In this approach, if the number of rows on the page is less than the requested page size value, it is determined that the end of data has been reached. However, in an extreme case, the number of rows on the last page is equal to the requested page size. In this case, the service will go to the next page and attempt to download data. Then, the 400 status code and the Page is not cached message will be returned in one of the following circumstances:

  • The end of data is reached. There is no data left to be downloaded.
  • The requested page has not been cached yet.

To check whether the data is available, the activity monitoring APIs can be used to check whether the query status is completed or active. If the query status is completed, it is determined the end of data is reached and there is no more data to be downloaded. If the query status is active, the integration service will pause for a few cycles to wait for the page caching to complete, and then retry data download.

Although this approach means writing additional codes, it is a more performant approach for large volume scenarios.

The workflow of this approach is as follows:

  1. Issue the initial request for the first page. The following example requests the first page for the BI3_RC_SCHD view.

    Initial request:

    https://$tenant/api/integrations/v2/biviews/BI3_RC_SCHD?fromDate=&toDate=&pagenum=1
  2. The server responds with data in the response body and the continuation-token pair is also provided in the response header.

    Response header:

    continuation-token: xxxxxx-xxxxxx-xxxxxxx-xxxxxxxxx
  3. Save the result for the first page and record the continuation-token pair in the response header.
  4. Make the request for subsequent pages with the continuation-token pair provided in the request header.
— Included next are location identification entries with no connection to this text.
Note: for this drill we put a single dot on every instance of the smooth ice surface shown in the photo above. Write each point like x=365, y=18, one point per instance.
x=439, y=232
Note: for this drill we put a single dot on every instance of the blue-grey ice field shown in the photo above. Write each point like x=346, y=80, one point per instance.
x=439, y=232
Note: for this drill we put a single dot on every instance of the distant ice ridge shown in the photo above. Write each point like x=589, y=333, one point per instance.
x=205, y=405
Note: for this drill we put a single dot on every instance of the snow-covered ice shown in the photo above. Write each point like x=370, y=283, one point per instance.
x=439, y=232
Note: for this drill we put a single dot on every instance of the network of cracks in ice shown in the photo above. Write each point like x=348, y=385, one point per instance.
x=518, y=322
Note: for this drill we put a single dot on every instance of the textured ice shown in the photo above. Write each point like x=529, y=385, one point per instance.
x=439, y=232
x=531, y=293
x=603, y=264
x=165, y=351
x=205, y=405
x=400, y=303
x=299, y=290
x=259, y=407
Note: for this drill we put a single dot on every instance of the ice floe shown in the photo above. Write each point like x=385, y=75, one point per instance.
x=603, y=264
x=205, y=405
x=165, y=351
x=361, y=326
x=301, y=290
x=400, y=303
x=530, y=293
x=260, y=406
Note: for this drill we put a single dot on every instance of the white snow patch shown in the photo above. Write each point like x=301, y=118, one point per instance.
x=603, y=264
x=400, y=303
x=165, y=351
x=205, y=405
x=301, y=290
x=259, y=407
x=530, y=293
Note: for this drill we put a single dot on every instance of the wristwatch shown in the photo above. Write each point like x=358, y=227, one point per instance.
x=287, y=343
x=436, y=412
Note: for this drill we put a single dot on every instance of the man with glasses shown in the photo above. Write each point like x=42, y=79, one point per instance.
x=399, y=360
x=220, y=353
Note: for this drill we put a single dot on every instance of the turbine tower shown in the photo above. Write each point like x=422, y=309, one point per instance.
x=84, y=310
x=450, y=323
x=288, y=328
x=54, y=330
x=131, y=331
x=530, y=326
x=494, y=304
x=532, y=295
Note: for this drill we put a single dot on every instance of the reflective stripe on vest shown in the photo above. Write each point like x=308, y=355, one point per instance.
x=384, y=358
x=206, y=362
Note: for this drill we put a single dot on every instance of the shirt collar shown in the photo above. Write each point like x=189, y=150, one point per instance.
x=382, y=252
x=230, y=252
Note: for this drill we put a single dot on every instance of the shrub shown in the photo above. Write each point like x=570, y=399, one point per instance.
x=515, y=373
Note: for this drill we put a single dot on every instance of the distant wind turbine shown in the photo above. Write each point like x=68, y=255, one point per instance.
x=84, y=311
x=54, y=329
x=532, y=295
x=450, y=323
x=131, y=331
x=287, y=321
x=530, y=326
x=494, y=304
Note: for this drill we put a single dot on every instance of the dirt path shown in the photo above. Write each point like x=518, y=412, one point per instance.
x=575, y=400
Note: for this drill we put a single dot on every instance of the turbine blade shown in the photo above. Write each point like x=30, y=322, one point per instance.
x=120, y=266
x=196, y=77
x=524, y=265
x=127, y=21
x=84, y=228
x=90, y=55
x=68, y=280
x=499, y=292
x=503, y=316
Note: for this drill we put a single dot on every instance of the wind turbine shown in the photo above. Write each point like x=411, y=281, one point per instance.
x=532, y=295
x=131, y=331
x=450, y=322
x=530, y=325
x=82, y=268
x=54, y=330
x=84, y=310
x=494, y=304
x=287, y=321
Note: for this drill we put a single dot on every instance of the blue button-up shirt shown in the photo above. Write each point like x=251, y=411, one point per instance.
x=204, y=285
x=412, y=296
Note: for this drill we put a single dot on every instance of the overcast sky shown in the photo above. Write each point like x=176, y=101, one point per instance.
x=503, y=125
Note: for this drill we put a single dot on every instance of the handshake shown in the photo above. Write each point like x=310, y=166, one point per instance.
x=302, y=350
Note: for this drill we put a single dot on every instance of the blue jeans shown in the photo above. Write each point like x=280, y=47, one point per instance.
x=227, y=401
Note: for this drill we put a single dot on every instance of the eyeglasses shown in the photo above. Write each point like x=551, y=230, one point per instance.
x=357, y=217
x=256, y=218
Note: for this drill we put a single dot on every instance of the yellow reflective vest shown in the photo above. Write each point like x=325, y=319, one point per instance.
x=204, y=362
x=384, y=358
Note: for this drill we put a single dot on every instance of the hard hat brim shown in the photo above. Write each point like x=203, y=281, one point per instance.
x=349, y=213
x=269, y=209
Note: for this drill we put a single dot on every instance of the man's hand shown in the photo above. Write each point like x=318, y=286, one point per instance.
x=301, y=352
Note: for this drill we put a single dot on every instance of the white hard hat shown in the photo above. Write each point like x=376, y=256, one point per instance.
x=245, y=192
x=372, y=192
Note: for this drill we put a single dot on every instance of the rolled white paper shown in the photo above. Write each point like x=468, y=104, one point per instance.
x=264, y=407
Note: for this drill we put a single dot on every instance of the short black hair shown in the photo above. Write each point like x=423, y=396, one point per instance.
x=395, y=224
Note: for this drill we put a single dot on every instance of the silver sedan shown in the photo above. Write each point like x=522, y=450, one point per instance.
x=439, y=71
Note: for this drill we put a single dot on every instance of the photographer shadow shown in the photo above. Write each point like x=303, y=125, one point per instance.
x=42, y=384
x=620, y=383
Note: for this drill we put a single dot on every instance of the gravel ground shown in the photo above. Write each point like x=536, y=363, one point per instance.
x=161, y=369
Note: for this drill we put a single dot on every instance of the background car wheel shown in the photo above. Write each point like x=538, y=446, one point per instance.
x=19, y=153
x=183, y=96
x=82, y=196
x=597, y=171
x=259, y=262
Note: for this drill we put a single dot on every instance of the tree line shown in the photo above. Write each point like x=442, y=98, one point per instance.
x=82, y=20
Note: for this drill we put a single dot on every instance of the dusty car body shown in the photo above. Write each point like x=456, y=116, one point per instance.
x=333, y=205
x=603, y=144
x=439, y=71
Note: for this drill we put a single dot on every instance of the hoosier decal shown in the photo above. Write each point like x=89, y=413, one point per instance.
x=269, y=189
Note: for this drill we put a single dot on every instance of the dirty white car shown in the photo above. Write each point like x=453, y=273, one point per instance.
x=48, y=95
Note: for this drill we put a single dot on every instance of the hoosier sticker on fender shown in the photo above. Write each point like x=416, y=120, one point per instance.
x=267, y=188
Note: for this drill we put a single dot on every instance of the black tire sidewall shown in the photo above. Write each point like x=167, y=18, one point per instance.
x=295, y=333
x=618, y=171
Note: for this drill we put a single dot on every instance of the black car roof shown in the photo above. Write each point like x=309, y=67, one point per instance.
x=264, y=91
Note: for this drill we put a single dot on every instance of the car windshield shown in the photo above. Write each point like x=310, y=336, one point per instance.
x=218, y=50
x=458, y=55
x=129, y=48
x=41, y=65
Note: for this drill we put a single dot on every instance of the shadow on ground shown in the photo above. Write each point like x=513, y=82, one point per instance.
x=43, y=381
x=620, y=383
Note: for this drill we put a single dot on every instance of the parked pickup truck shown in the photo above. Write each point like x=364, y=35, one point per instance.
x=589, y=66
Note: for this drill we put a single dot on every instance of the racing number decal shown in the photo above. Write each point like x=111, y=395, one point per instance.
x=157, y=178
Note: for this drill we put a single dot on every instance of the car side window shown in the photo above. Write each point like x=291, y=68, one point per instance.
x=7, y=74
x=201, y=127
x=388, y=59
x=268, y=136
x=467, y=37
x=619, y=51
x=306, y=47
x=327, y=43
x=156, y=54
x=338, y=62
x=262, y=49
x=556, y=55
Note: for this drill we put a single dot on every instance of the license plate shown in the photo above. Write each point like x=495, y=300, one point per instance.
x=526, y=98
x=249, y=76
The following example requests subsequent pages for the BI3_RC_SCHD view, where n is an integer between 2 and the total number of pages.

    Subsequent request:

    https://$tenant/api/integrations/v2/biviews/BI3_RC_SCHD?fromDate=&toDate=&pagenum=n

    Request header:

    continuation-token: xxxxxx-xxxxxx-xxxxxxx-xxxxxxxxx
  5. If the response code is 200, it means the queried page is cached and you can scroll forward for the next page. If the number of records in the output is less than the requested page size, it means the end of data is reached. The download task is completed.
  6. If the 400 response code is returned with the Page is not yet cached message, try the following options:
    • Re-attempt the download with the continuation-token pair after a few seconds.

      In the background, 60 attempts are made by the reader task to fetch the query from the database before the 400 response code is returned. Sometimes, a network issue might occur when the reader is busy.

    • Use the activity monitoring APIs to query the status of the task. For more information about activity monitoring, see Activity monitoring.
      • If the task is in the active queue and the stage is not Canceled, check for the number of rows that have been accumulated so far. If the number of the accumulated rows is greater than the rows that have been retrieved, attempt to download the files; otherwise, retry the download after 5 - 10 seconds.
      • If the task is in the active queue and the stage is Canceled, or the task is in the stale queue, issue the query with the original criteria again.
      • If the task is in the completed or draining queue, it means all requested data have been downloaded.
      • If the task is not in the active queue, it means no query is being executed.
  7. If the 404 response code is returned, it means the specified page number in the request has exceeded the number of total pages for the continuation token. The data fetch is complete. The number of total pages and the number of total rows are also returned in the request body.